I've been meaning for a couple of weeks to post about how my interview with the Judge in Spokane went. It was such a great interview - one of the best I've ever had. The Judge was kind, personable, and easy to talk to. He went to the same community college as I did at the same age that I went. We talked about LGBT issues and jurisprudential philosophy. The interview was natural and conversational, and the second half of the interview involved speaking with his clerks about their job duties. The Judge did tell me, however, that he was interviewing a dozen people, and that it was the most competitive pool he has seen in recent memory as a result of the economy. I knew it was a long shot if my odds were 1 in 12, but I couldn't help feeling as though I had a chance, since the interview had gone so well.
But.
I got the call on Tuesday that I didn't get the job. I have to admit, I was pretty crushed. The clerk who called left a voicemail, saying that the Judge wanted me to know that he was sure I would have done a great job, that it was a very difficult decision, that they all really enjoyed meeting me. From her tone, it sounded as though I might have been the runner-up. I sent a letter thanking them for the opportunity and letting them know I'd like to stay in the running should the circumstances change. But it is hard to move forward from this. It really felt like this was going to be where I was headed after my hard work in school - an appellate clerkship in Washington for two years with a judge I really liked. But now it is back to applying cold for positions for which I don't have much of a shot.
Alaska also turned me down. Still waiting on the WAGO.
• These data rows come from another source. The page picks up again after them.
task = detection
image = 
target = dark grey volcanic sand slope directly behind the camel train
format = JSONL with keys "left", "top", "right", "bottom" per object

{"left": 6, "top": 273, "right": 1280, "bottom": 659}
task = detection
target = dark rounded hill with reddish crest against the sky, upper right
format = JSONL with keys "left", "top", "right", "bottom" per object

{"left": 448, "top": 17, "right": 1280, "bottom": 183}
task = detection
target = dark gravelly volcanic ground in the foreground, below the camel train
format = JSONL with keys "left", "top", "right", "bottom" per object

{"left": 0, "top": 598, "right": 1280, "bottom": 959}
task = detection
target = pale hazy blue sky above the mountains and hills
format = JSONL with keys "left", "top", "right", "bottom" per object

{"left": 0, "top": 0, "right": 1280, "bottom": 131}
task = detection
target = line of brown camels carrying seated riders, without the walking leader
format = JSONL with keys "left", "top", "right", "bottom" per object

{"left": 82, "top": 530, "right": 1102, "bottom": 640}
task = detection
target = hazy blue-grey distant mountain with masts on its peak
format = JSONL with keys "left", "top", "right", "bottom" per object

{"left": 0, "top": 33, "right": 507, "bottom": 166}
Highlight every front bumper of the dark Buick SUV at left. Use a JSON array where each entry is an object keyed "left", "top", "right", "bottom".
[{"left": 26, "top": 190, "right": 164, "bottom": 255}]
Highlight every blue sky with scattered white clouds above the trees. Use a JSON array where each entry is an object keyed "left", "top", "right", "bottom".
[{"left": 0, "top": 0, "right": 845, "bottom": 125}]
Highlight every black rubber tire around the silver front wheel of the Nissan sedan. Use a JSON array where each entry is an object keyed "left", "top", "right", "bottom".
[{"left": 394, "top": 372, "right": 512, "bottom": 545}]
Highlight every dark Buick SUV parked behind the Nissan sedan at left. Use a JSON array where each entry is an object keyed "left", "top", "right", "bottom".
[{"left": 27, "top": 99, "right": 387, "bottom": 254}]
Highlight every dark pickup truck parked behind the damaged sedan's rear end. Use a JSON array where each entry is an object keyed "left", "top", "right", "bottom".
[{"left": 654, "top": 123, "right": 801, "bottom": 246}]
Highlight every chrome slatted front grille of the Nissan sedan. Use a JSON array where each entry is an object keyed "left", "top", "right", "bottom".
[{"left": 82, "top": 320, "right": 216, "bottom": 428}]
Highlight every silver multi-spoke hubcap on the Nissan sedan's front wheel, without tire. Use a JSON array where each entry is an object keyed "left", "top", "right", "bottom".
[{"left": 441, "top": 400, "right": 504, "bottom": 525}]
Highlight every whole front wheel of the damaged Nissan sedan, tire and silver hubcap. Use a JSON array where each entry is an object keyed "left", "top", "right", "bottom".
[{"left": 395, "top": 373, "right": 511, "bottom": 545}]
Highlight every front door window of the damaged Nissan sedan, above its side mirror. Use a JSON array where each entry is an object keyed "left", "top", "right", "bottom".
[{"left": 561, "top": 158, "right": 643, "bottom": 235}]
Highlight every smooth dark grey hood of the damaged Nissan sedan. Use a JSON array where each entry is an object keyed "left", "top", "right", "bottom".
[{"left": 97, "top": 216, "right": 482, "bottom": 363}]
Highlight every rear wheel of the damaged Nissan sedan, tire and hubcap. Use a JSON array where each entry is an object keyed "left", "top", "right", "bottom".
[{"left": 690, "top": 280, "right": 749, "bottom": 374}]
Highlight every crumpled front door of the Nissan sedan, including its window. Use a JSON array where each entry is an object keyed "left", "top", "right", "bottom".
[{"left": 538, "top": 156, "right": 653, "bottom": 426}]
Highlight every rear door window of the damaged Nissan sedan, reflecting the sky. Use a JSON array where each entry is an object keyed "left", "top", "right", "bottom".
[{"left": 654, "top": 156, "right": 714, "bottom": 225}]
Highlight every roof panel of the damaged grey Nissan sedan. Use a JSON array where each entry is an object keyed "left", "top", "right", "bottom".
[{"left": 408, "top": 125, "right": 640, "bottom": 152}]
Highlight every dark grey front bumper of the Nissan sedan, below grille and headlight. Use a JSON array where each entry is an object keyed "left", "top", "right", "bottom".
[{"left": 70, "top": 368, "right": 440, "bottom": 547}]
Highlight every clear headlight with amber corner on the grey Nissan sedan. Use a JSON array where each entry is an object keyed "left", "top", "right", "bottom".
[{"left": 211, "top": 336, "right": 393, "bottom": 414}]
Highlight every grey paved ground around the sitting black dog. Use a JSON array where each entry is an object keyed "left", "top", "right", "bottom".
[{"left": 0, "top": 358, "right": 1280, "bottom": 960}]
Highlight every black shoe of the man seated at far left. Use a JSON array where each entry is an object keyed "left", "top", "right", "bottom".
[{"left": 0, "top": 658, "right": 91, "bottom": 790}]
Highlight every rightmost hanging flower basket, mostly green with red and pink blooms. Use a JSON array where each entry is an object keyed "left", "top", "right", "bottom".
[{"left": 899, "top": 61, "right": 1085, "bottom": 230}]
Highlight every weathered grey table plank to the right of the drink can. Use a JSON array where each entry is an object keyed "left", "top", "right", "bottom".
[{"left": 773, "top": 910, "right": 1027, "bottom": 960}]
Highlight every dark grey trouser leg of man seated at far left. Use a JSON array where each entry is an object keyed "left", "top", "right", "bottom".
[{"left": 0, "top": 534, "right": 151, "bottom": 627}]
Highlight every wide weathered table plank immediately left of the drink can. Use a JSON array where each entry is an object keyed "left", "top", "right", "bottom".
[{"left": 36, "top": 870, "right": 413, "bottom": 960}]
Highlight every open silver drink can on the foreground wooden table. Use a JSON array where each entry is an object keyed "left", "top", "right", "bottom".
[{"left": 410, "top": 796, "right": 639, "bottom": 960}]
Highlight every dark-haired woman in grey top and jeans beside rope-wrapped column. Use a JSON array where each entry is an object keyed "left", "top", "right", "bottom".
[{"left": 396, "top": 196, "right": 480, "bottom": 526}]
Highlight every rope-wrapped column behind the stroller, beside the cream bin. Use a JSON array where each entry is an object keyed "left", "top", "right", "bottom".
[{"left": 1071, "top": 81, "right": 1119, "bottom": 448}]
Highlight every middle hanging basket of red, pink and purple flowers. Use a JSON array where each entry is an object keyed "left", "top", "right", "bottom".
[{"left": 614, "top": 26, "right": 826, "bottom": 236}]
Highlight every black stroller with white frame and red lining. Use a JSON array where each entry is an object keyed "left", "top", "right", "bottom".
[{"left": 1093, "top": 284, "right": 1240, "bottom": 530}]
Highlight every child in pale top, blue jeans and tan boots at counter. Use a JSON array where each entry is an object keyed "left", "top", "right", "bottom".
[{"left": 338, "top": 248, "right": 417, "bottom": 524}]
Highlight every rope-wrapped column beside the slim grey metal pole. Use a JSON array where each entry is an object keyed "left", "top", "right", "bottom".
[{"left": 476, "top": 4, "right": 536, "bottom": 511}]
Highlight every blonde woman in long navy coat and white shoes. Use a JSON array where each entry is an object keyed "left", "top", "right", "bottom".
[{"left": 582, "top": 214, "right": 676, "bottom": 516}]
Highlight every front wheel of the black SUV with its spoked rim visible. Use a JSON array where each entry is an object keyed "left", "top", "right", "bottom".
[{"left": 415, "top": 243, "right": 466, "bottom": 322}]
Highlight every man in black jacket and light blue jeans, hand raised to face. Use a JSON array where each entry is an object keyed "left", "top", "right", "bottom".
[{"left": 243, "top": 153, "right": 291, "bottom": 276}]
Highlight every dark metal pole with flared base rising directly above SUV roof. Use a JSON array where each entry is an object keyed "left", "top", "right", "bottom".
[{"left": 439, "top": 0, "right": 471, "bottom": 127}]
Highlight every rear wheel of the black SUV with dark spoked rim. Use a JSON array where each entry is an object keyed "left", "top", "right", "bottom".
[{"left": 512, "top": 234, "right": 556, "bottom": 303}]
I've missed some clerkship deadlines for places I didn't have much interest in living before I started receiving the steady stream of rejections. I think it is time to expand my horizons - geographically, professionally, personally. I am going to be extending my search to all over the country, not just the west, D.C., and Chicago. And I'm going to look for nontraditional law jobs. I will not be without a job when I graduate - this I vow. I'm thinking about LLM fellowship programs to apply to after a couple years of practice. I am 24 years old - younger than most of my colleagues. I will have a J.D. degree by the time I'm 25. That means I have a sufficient amount of time to achieve something - a job I feel great about, a big case, an additional graduate degree - by the time I'm 30. I need to be the shark. I need to move forward for this to happen. Rejections are going to keep coming - but all I need is that one yes.